How to speed this up: Build review time into your plan from the start. Don't leave it until the final day. Use a standard review checklist so reviewers know what to look for. Track feedback centrally so nothing gets lost.

Stage 7: Pricing (2-8 hours)

Pricing isn't just calculating costs. It's presenting them clearly, explaining assumptions, and making sure they align with your technical response.

Common pricing models:

  • Fixed price per deliverable
  • Day rates for named roles
  • Schedule of rates
  • Cost-plus arrangements
  • Hybrid models

You need to understand the pricing mechanism, model your costs accurately, check profitability, and format everything to match the buyer's templates.

Time estimate: 2-4 hours for simple pricing, 4-8 hours for complex commercial models

How to speed this up: Build pricing templates for common contract types. Know your standard rates. Have a clear approval process for pricing decisions.

Stage 8: Final Assembly and Submission (2-4 hours)

The response is written. Now you need to:

  • Compile everything into the required format
  • Check page/word limits haven't been exceeded
  • Ensure file names match requirements
  • Convert to correct file types (usually PDF)
  • Upload to the portal
  • Complete any online forms
  • Submit and get confirmation

This sounds straightforward. It rarely is. Portals have quirks. Files fail to upload. Last-minute formatting issues appear. The procurement contact doesn't respond to your urgent question.

Time estimate: 2-4 hours

How to speed this up: Don't leave submission until the deadline. Upload a draft version early to test the portal. Read the submission instructions carefully - twice.

The Total Picture

Adding it up for a mid-complexity tender:

StageHours
Reading requirements3
Bid/no-bid1
Planning3
Writing25
Supporting documents4
Reviews6
Pricing4
Final assembly3
Total49 hours

That's a week of someone's time. For a complex framework response, double it.

Why This Matters

If you're a small business, 50 hours is a massive investment. That's billable time you're not billing. Delivery work you're not delivering.

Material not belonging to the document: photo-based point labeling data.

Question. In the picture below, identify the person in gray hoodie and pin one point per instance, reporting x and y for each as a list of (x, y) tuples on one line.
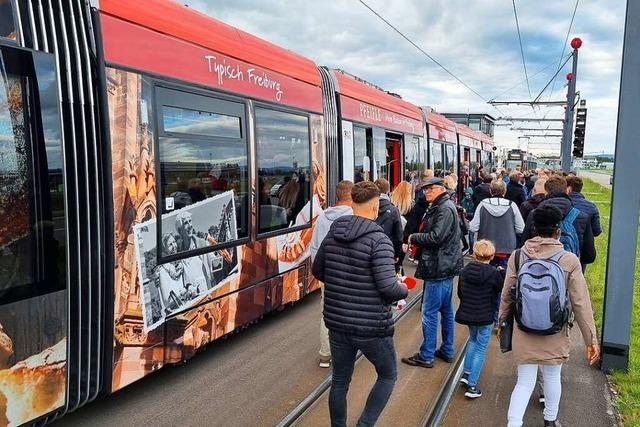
[(323, 224)]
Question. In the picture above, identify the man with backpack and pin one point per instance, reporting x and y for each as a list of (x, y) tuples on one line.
[(576, 233), (544, 284)]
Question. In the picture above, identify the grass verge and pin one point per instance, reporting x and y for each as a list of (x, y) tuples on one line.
[(627, 384)]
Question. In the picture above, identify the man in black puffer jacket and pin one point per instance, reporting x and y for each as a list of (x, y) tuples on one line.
[(556, 188), (439, 261), (356, 264)]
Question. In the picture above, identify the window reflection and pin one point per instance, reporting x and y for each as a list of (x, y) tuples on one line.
[(437, 161), (32, 217), (206, 123), (284, 175), (359, 154), (451, 158), (413, 166), (7, 23), (199, 164)]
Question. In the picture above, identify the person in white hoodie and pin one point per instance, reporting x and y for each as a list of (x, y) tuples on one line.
[(498, 220), (323, 224)]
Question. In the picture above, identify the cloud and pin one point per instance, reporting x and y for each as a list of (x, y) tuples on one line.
[(477, 41)]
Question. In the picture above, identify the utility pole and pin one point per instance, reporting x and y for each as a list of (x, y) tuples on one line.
[(623, 234), (568, 114)]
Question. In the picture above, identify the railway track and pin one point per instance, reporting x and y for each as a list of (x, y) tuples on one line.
[(421, 396)]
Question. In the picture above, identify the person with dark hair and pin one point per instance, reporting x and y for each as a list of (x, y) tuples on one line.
[(389, 217), (577, 235), (323, 224), (515, 192), (356, 263), (549, 351), (537, 196), (574, 189), (482, 191), (440, 260)]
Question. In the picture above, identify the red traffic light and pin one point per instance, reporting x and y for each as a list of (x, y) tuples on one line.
[(576, 43)]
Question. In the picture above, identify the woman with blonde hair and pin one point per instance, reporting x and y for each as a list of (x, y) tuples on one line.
[(402, 198)]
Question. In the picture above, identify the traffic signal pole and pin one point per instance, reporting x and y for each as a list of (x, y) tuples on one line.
[(565, 155), (625, 209)]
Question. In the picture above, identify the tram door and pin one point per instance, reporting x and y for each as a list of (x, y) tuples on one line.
[(33, 264), (393, 144)]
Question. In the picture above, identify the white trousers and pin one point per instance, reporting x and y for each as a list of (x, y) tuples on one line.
[(524, 388)]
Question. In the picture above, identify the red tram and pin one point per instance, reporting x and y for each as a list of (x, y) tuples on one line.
[(116, 115)]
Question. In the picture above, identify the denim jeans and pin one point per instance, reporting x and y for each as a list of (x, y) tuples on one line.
[(479, 337), (381, 352), (437, 299)]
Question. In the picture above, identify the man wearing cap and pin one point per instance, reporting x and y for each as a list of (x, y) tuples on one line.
[(439, 261)]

You need to be selective. Not every tender is worth pursuing. A quick bid/no-bid assessment saves you from burning time on opportunities you were never going to win.

And when you do bid, you need to be efficient. Not rushed - efficient. There's a difference.

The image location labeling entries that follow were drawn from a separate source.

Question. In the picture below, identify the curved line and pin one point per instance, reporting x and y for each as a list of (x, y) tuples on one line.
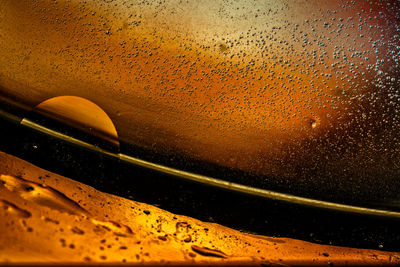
[(216, 182)]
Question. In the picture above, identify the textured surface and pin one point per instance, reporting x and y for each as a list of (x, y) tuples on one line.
[(50, 218)]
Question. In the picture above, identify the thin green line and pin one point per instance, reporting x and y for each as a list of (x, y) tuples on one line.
[(215, 182)]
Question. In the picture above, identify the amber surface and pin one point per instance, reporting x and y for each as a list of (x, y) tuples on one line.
[(47, 218), (277, 88)]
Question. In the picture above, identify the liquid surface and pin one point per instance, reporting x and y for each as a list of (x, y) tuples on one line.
[(285, 90)]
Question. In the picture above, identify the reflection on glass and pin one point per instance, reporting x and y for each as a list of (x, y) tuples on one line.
[(303, 93)]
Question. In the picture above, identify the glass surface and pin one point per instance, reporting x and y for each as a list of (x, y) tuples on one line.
[(300, 97)]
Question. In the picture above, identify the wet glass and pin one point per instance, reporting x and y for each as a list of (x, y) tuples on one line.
[(299, 97)]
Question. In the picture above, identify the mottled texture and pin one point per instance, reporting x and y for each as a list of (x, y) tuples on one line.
[(47, 217)]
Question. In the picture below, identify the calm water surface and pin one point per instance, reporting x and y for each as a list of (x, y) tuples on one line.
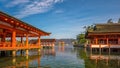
[(61, 57)]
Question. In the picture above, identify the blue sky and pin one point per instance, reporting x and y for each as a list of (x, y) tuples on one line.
[(63, 18)]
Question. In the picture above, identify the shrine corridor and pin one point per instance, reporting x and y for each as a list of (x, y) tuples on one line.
[(61, 57)]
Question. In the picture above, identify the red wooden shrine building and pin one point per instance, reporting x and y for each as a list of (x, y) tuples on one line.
[(104, 36), (12, 28)]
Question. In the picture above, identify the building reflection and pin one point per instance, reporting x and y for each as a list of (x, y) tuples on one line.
[(94, 60), (61, 48), (21, 62), (48, 52)]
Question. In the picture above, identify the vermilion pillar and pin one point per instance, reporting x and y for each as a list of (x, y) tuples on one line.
[(14, 39), (3, 38), (27, 40), (39, 45), (27, 46), (14, 43), (22, 40), (96, 41), (107, 41), (39, 41)]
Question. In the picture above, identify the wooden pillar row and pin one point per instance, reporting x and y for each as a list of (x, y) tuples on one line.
[(27, 40), (39, 41), (3, 38), (13, 39)]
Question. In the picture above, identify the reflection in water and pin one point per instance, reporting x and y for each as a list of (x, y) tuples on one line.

Rushed means cutting corners. Skipping reviews. Submitting generic responses. That loses.

Efficient means removing friction. Having evidence ready. Using tools that speed up the slow parts. Spending your time on the bits that actually differentiate your response.

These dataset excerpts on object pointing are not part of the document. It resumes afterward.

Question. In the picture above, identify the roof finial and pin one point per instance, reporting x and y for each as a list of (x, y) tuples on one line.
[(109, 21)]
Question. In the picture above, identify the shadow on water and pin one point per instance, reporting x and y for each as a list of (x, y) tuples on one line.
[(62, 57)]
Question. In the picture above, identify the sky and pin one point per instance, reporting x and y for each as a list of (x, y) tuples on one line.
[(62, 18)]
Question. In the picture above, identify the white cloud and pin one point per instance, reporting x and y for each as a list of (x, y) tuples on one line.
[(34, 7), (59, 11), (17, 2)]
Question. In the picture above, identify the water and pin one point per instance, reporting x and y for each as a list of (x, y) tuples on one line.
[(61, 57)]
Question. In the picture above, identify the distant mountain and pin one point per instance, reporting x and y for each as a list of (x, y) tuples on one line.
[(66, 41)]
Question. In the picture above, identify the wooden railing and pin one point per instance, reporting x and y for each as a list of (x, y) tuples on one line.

How Bidwell Changes the Equation

Bidwell is built to attack the time sinks:

Tender finding - We monitor the portals so you don't have to. Relevant opportunities arrive in your inbox with AI-generated summaries.

Knowledge base - All your evidence in one searchable place. Case studies, CVs, certifications, past responses. Find what you need in seconds.

AI response generation - Upload the tender questions. Bidwell reads them, pulls relevant content from your knowledge base, and generates tailored first drafts. You review and refine.

The writing stage - the 25-hour chunk in the middle - is where this makes the biggest difference. First drafts that used to take days happen in minutes. You spend your time improving the response, not creating it from scratch.

In practice, users report cutting their total response time by 50-70%. A 50-hour response becomes 15-20 hours. That's the difference between bidding for one tender a month and bidding for three.

Making the Maths Work

The question isn't really "how long does it take?" It's "is this tender worth my time?"

If you can respond to a £100,000 contract in 20 hours instead of 50, that changes your calculation. More tenders become worth pursuing. Your win rate improves because you're not rushing. Your team isn't burned out from constant deadline pressure.

Before you start writing, do the maths:

  • What's the contract value?
  • What's your realistic chance of winning?
  • How many hours will this response take?
  • What else could you be doing with that time?

Be honest with yourself. Not every tender is worth chasing. But with the right systems, more of them are.